Naturally, Apple is fighting the verdict and it has the lawyers and money to do it.
Despite what folks like to say about the other smartphones, the iPhone is more profitable to the company and app producers.
Heck, people are talking about Apple being a $1 trillion company some day.
Of course, judgments like this will slow it down … a little.
Its success may have worked against it down in Tyler because the system might have unconsciously thought that’s a pasture full of cattle fertilizer and our good ol’ boy barely has an office to turn around in.
The challenge is getting the trial moved out of Tyler.
Apple is no stranger to the court system … just to losing!
Of course, Caldwell isn’t waiting until/if the money starts rolling in because “the company” has filed similar suits against Samsung, Google, Amazon.
All of that tightens Shapiro’s jaws. He said, “This sort of blatant patent extortion is exactly the reason why Congress needs to act now on patent reform. This is yet another of example of the tsunami of bogus patent claims that drain $1.5 billion a week from the U.S. economy. The only atypical aspect of this case is the defendant — the majority of patent troll victims are small firms without big legal budgets, who can easily be coerced into a settlement.”
The problem is patents have been used and abused. Used as protective shields and as clubs.
Today, folks get patents for any concept or “what if” idea they can articulate in the filing — usually so broad you can stampede a herd through it.
Obviously, the Patent and Trademark Office (PTO) doesn’t have the people power or expertise to understand 80 plus percent of the stuff that crosses their desks, so they sign off on almost anything – good, bad and what the hell!
The flow of vague patents created a new and very profitable ying/yang industry – patent licensing firms and patent assertion entities (PAEs).
The latter are more commonly known by their less attractive name, patent trolls.
People who manage patents or have purchased tons of software patents may not necessarily be Patent Assertion Entities (PAEs) or more commonly known as patent trolls. However, if they spend most of their time sending out threat letters, being abusive on the phone (especially with a Texas drawl), then look out.

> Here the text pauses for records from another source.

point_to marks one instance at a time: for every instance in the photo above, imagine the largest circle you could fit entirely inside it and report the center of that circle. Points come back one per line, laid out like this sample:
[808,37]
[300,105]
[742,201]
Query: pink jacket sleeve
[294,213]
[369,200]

PAEs/trolls span the spectrum:
• Legal shell companies that shotgun letters to businesses claiming infringement, demanding payment
• Firms like Intellectual Ventures (remember the Kodak patent sale) which buy technology patents, assemble large portfolios and generate licensing payments that run into the millions of dollars
• Firms that license patents on behalf of others, hammering out reasonable agreements like talent agents
According to Eugene R. Quinn Jr., patent attorney with Zeis Widerman &Malek and founder of IPWatchdog, the best business to be in is being a patent troll. The number of suits have doubled in recent years to 4,731 cases a couple of years ago up from 2,304 two years before.
The cost — to the firms and consumers who must ultimately pay the costs (as Shapiro pointed out) has been tremendous.
The annual payouts for PAE lawsuits were estimated to be $29 billion a couple of years ago. Only a fraction ($6 billion) went to the actual inventors.
Well yeah! Lawyers and troll expenses including overhead, marketing, profits.
In these trials — especially in east Texas — you’re guilty until you prove yourself innocent!
Of course, they are equal opportunity suers, litigators.
After all, trolls can’t be sued for patent infringement because they don’t make anything … just lawsuits.
The PAEs usually have a complex shell company structure that is almost impossible to penetrate so it’s hard to figure out who’s doing what and where the money goes.